A recent report from Jason Bram at the NY Fed looks at New York metro area commuting patterns from 1980-2000. And guess what? Many people are now willing to travel longer distances to work.

Social engineering is, indeed, very hard work. And it appears to be getting harder all the time.

Sunday, November 06, 2005

Vote early, vote often

Is it possible for an economist to be thrilled at the sight of first-time voters, whether in Iraq of Cambodia or any of the other places where people can now vote, forming long lines to vote (even braving life and limb)? Rational ignorance is a powerful argument and declining voter turnout as affluence raises opportunity costs are well known and well documented.

In "Why Vote?", Freakonomists Stephen J. Dubner and Steven D. Levitt discuss how Swiss voter turnout actually decreased when mail-in voting made the act cheaper. There is self-interest at stake, write the authors, "but not necessarily the same self-interest as indicated by our actual ballot choice. For all the talk of how people 'vote their pocketbooks,' the Swiss study suggests that we may be driven to vote less by a financial incentive than a social one. It may be that the most valuable payoff of voting is simply being seen at the polling place by your friends and co-workers."

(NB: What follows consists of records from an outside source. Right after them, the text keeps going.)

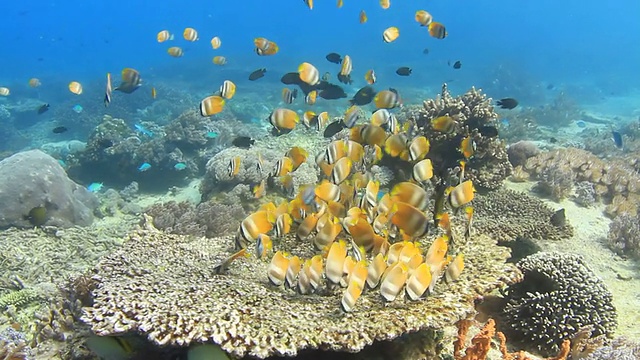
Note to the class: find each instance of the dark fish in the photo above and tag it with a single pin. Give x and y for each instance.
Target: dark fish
(257, 74)
(558, 219)
(507, 103)
(332, 92)
(128, 87)
(243, 142)
(364, 96)
(345, 79)
(37, 216)
(334, 58)
(292, 78)
(59, 129)
(333, 128)
(104, 143)
(404, 71)
(488, 131)
(43, 109)
(617, 138)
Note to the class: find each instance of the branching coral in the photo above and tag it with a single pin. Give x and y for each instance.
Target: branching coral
(558, 296)
(206, 219)
(164, 286)
(624, 235)
(473, 112)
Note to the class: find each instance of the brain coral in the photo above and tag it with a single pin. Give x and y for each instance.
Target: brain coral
(558, 296)
(164, 286)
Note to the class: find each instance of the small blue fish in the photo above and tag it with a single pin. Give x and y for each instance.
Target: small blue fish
(95, 187)
(617, 138)
(144, 167)
(143, 130)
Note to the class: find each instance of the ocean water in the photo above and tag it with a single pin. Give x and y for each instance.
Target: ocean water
(583, 52)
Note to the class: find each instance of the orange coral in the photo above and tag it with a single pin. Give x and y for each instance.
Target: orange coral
(481, 344)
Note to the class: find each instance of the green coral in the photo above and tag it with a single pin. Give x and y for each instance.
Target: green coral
(18, 298)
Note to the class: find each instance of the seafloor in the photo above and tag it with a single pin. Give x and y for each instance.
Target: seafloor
(47, 271)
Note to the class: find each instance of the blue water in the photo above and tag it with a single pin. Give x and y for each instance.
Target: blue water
(591, 47)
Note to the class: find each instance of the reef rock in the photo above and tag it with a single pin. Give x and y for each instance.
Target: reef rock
(34, 179)
(164, 287)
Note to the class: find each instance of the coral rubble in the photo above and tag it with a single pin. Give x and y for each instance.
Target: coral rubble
(558, 296)
(164, 286)
(473, 112)
(33, 179)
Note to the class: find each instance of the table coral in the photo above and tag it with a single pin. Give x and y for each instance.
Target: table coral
(473, 111)
(164, 286)
(558, 296)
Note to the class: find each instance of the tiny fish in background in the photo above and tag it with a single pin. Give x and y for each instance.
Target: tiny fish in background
(257, 74)
(143, 130)
(617, 139)
(59, 129)
(43, 109)
(404, 71)
(243, 142)
(95, 187)
(507, 103)
(144, 167)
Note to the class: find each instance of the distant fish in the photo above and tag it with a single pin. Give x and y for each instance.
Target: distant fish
(334, 58)
(404, 71)
(143, 130)
(34, 82)
(243, 142)
(107, 92)
(144, 167)
(558, 219)
(617, 139)
(507, 103)
(364, 96)
(59, 129)
(95, 187)
(163, 36)
(43, 109)
(257, 74)
(75, 87)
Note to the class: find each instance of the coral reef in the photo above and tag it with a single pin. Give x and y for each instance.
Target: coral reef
(555, 181)
(557, 297)
(618, 349)
(507, 215)
(473, 111)
(33, 179)
(624, 235)
(614, 181)
(209, 218)
(164, 286)
(522, 150)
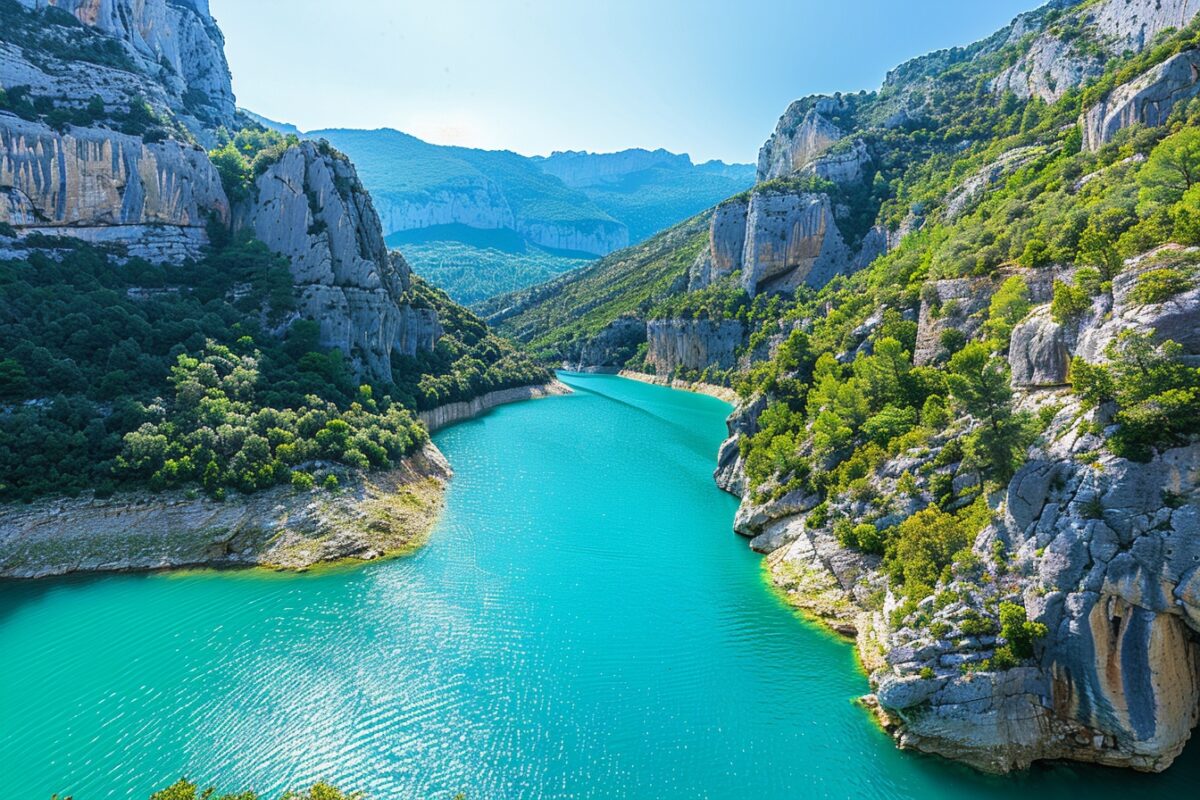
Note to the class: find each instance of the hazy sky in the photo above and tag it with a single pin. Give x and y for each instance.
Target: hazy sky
(705, 77)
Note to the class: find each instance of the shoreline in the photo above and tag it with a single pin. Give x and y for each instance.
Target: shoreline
(720, 392)
(451, 413)
(373, 516)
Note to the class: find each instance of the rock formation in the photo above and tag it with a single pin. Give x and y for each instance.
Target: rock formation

Saturday, November 05, 2005


The current issue of The Freeman includes John Semmens' "Wal-Mart is Good for the Economy". It seems that many people need reminding of the simple fact that, absent force, fraud or significant external costs, profitable enterprises are that way for good reasons -- they serve people best.

But success and progress also have powerful enemies -- even in what lazy observers still refer to the "laissez-faire" U.S.

Are there externalities? Sure. Everywhere. Are they significantly (net) positive or (net) negative? Only the conceivably negative are grist for popular discourse.

"Pecuniary externality" effects on wages or market prices are not a market failure.

Politicians may want to see every government program as a jobs program -- and they may want to see private enterprises in that light too but that is not economics.

Along these lines is the accusation that Wal-Mart's compensation packages push many employees to rely on public health programs. All things considered, employees and employers find each other and agree to terms in light of all of their available options.

Those who fret most about all of this are often the same people who routinely condemn the poorest to go to the worst (government) schools -- and thereby must bear much of the blame when poor people have few good options.

Friday, November 04, 2005

Nothing but bad news

Here is one blogger's report (Newmark's Door) of the good news on U.S. productivity growth.

The old media (today's LA Times, for example) has a very different take: "Third-quarter data beat expectations, but the fact that wages trail inflation may be making workers uneasy. ... U.S. workers in recent years have been pressed to produce more, although often for modest wage increases ... ."

In truth, these data are more impressive that the recent GDP results. Did the Bush tax cuts do more good than harm? It is beginning to look that way.

Some of the evidence is the convoluted economic reporting cited above.

Wednesday, November 02, 2005

Last seen violating the Law of Demand

If you use first-class U.S. mail, keep those 2-cent stamps handy because the 37-cent stamp will soon be history. The thirty-nine cent rate is coming your way.

Everyone knows that these rates go up as demand for snail-mail goes down because the Law of Demand is no match for a political jobs program (with labor unions and all).

The U.S. Statistical Abstract is all you need to compare the 23-year growth (1980-2003) record of the U.S. population (28%), U.S. per capita real GDP (58%) and and U.S. Postal Service expenses (well over 200% in nominal dollars but close to 200% in real terms). And being the USPS, they get special tax and permitting treatment, etc.

This is all regular-as-a-drumbeat news. But calling attention is all that we can do.